Pascal Amoyel & Coline Jourdan : campagne altérée, campagne désirée

Pascal Amoyel & Coline Jourdan : campagne altérée, campagne désirée

Le centre d’art Le Point du Jour accueille jusqu’au 30 juillet une exposition qui met en lumière les travaux de deux jeunes artistes, Pascal Amoyel et Coline Jourdan, qui explorent chacun à leur manière le territoire rural et ses contrastes, de sa merveille à sa toxicité.
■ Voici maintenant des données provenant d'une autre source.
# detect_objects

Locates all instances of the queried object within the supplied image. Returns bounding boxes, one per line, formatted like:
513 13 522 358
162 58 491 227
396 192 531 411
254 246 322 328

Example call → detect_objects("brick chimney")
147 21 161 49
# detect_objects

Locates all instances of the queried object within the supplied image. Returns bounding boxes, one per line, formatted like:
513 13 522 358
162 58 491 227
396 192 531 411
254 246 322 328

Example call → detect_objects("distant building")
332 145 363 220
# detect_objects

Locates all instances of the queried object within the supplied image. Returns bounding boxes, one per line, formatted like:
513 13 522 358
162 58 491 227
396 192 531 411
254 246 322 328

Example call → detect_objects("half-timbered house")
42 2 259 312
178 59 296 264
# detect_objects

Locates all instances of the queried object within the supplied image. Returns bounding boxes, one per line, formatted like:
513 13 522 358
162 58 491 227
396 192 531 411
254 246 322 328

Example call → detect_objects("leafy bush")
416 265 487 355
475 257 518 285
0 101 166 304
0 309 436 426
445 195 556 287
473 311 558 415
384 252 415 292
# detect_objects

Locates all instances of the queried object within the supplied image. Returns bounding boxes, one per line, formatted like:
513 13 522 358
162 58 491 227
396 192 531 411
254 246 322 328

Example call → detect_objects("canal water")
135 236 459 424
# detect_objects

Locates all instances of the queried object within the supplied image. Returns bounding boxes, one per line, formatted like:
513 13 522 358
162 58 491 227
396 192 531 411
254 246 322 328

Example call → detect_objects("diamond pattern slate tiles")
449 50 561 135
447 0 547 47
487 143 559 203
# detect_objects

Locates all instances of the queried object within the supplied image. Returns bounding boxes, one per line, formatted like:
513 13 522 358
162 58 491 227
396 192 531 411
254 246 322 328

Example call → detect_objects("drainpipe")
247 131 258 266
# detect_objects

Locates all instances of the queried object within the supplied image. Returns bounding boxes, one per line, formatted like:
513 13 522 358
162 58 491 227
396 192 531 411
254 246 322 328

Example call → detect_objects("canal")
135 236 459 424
« La manière dont les gens entrent en relation avec le lieu construit le territoire. » Avec cette entrée en matière, Pascal Amoyel tisse le lien essentiel qui réunit les deux séries de cette exposition, Nord-Ouest et Soulever la poussière. Pascal Amoyel et Coline Jourdan, leurs auteur·es respectif·ives, sont tous·tes deux lauréat·es de la bourse 50 cc Air de Normandie, qui récompense des projets de photographes résidant en Normandie. Si le premier capture depuis cinq ans le village de Bellême, dans l’Orne (Perche) – ses routes départementales, ses chemins communaux, ses skateparks, ses parkings ou ses ronds-points… – l’autre est partie de sa fascination pour le paysage minier de Salsigne, un site majeur pour l’extraction de l’arsenic et de l’or tout au long du 20e siècle, et de son désir de montrer la réalité invisible, souvent niée, de ses sols toxiques.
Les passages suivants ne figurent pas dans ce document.